Conversion finished at Thu Sep 16 18:59:31 2021
Total time elapsed: 1.0m:5.6s

Then I estimated the h2 for AD trait:

*********************************************************************
* LD Score Regression (LDSC)
* Version 1.0.1
* (C) 2014-2019 Brendan Bulik-Sullivan and Hilary Finucane
* Broad Institute of MIT and Harvard / MIT Department of Mathematics
* GNU General Public License v3
*********************************************************************
Call: 
./ldsc.py \
--h2 AD.sumstats.gz \
--ref-ld-chr /home/hao/Software/ldsc/pre-computed_Eu_GWAS/eur_w_ld_chr/ \
--out AD_h2 \
--w-ld-chr /home/hao/Software/ldsc/pre-computed_Eu_GWAS/eur_w_ld_chr/ 

Beginning analysis at Fri Sep 17 13:38:57 2021
Reading summary statistics from AD.sumstats.gz ...
Read summary statistics for 1150200 SNPs.
Reading reference panel LD Score from /home/hao/Software/ldsc/pre-computed_Eu_GWAS/eur_w_ld_chr/[1-22] ... (ldscore_fromlist)
Read reference panel LD Scores for 1290028 SNPs.
Removing partitioned LD Scores with zero variance.
Reading regression weight LD Score from /home/hao/Software/ldsc/pre-computed_Eu_GWAS/eur_w_ld_chr/[1-22] ... (ldscore_fromlist)
Read regression weight LD Scores for 1290028 SNPs.
After merging with reference panel LD, 1145016 SNPs remain.
After merging with regression SNP LD, 1145016 SNPs remain.
Using two-step estimator with cutoff at 30.
Total Observed scale h2: 0.0676 (0.0126)
Lambda GC: 1.0926
Mean Chi^2: 1.1144
Intercept: 1.0416 (0.0076)
Ratio: 0.3638 (0.0661)
Analysis finished at Fri Sep 17 13:39:06 2021
Total time elapsed: 8.79s

Any insights into these results? My sample size is large enough: N > 18K

anbai106 commented 2 years ago

I am wondering if there are people maintaining this wonder software :)
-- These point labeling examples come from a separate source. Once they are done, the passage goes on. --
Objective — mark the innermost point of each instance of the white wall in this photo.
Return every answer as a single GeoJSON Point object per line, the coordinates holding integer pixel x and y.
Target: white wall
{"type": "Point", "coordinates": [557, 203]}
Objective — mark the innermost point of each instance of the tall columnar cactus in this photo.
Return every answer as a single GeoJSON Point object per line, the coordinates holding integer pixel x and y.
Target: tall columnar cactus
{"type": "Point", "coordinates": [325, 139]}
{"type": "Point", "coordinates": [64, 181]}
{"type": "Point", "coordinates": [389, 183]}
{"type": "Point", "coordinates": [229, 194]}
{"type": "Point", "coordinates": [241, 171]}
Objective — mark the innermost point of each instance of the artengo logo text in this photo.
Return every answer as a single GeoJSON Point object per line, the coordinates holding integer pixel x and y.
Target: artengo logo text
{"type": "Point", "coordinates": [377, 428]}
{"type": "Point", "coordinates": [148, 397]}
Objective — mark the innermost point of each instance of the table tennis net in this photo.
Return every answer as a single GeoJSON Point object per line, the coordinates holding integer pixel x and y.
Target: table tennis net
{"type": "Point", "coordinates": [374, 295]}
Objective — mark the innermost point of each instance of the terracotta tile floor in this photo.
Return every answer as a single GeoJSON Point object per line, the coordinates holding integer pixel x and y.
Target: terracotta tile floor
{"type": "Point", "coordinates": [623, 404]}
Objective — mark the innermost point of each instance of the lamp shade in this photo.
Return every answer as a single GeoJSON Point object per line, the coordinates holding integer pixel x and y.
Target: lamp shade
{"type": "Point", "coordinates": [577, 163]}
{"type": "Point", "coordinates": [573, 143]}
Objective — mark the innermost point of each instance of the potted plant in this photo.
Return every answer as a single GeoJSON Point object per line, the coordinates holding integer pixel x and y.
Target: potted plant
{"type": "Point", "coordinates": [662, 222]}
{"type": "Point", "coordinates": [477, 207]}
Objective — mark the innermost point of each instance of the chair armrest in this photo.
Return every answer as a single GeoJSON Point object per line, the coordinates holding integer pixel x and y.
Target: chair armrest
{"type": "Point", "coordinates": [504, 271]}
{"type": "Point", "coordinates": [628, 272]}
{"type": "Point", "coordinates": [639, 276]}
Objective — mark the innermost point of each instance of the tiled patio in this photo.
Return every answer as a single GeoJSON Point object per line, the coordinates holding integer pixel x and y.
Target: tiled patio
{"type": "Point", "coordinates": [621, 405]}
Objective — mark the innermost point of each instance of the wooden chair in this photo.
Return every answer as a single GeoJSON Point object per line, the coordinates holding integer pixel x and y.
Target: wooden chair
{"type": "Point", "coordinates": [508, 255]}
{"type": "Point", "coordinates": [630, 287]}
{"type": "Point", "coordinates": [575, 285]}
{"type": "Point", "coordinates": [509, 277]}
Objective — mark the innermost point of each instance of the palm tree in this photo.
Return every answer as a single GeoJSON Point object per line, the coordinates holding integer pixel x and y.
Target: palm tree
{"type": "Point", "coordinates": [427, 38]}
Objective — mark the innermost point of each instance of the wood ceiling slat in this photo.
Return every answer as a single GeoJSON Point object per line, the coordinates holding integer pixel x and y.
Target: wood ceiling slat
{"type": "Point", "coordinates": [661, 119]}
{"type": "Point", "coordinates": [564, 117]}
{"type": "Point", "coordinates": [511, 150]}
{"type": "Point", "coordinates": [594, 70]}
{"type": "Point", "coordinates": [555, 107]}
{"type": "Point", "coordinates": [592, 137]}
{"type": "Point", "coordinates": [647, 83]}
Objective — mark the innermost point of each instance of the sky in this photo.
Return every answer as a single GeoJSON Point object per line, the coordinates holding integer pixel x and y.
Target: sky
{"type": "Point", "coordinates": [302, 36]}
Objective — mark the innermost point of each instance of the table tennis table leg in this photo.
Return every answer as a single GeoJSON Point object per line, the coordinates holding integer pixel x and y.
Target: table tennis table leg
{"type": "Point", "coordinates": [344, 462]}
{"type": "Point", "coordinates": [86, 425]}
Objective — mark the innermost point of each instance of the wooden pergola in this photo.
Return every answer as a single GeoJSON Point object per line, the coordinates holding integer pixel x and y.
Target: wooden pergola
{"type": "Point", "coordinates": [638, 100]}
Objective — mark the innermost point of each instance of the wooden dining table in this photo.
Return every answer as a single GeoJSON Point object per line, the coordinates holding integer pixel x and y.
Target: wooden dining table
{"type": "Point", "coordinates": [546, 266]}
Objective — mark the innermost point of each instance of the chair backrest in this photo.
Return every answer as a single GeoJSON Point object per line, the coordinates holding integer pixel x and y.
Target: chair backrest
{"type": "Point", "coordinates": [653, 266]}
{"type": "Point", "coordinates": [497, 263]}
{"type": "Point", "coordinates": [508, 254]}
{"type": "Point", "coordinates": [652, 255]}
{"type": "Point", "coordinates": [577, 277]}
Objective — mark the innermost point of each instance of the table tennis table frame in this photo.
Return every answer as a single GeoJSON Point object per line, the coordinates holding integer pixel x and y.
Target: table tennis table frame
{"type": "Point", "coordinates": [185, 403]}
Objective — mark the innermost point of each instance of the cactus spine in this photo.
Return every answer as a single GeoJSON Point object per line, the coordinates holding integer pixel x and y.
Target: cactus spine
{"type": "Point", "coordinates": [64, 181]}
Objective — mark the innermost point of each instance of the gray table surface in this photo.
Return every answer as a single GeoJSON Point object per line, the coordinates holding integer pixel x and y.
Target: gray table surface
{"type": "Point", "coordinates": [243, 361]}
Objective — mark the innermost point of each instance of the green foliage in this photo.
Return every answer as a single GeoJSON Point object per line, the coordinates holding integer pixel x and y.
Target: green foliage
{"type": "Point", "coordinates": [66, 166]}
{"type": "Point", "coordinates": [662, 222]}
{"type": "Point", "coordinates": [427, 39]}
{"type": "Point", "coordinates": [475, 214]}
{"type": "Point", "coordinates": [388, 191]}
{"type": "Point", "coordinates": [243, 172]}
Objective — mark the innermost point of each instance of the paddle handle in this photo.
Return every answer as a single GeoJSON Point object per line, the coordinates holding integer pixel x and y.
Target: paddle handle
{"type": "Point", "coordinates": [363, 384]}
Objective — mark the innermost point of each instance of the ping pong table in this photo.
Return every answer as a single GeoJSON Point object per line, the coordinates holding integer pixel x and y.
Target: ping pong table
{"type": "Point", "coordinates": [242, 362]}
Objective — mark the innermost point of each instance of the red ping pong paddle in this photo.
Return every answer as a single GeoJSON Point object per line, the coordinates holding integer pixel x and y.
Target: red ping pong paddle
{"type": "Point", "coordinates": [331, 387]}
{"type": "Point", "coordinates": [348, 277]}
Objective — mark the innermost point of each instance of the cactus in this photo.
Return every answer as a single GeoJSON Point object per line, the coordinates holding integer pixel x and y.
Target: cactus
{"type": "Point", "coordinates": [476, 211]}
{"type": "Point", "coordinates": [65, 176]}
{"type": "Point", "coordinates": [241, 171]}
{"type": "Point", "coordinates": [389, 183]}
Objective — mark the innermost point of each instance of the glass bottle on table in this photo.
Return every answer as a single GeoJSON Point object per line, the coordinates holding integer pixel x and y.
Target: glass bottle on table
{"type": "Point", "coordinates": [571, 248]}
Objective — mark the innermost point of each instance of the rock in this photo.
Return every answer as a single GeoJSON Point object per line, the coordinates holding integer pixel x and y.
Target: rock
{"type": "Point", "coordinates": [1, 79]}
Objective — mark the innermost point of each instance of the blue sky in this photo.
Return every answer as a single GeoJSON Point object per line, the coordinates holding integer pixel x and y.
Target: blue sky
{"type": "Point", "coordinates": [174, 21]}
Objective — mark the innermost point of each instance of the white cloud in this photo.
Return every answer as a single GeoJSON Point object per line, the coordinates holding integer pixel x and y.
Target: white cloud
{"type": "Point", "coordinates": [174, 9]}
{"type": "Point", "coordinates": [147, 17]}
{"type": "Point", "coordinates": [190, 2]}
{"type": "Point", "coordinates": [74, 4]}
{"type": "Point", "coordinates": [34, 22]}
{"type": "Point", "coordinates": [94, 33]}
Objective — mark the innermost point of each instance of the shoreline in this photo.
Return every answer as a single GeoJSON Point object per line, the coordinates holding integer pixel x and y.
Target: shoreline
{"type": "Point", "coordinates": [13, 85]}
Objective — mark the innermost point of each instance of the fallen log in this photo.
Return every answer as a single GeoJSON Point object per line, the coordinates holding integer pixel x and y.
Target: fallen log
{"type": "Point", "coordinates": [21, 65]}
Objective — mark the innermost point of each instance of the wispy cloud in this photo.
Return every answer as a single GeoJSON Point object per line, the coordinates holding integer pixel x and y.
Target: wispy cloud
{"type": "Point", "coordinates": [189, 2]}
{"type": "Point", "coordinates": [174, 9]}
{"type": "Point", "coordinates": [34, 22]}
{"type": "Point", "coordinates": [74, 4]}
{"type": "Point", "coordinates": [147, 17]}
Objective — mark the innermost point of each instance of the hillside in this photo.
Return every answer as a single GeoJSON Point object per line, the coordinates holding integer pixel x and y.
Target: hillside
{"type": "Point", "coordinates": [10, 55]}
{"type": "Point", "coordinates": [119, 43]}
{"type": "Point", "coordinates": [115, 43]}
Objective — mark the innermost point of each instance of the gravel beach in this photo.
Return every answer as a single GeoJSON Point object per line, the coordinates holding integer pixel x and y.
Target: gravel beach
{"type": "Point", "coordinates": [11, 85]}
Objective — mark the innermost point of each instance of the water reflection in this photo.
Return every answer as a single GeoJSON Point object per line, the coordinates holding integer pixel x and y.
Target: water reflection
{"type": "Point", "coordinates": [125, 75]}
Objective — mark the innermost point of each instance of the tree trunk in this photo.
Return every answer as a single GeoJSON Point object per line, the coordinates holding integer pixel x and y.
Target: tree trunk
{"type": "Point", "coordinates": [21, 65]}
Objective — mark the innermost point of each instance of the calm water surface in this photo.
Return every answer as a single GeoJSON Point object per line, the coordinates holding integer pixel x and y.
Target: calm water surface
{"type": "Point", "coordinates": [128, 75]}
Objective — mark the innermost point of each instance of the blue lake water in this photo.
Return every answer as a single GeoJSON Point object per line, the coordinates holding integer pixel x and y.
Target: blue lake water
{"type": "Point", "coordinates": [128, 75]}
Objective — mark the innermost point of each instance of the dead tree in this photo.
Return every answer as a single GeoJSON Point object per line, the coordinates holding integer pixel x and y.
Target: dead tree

lcpilling commented 2 years ago

I've been encountering this same issue recently (large rG values but wide SEs). The 'problem' is that if either or both traits have low heritability then the rG estimate is inherently unstable. In your case the H2 estimate for brain volume is not significantly different from zero (h2=0.0144, se=0.026, therefore p=0.58). It would be helpful if LDSC flagged this in the output more explicitly. In the munge step you get a warning that mean chi^2 may be too small but easy to miss. Does seem surprising it would not be significantly different to zero (quantitative trait in 18,000 people?). Not SNPs p<5*10-8 though?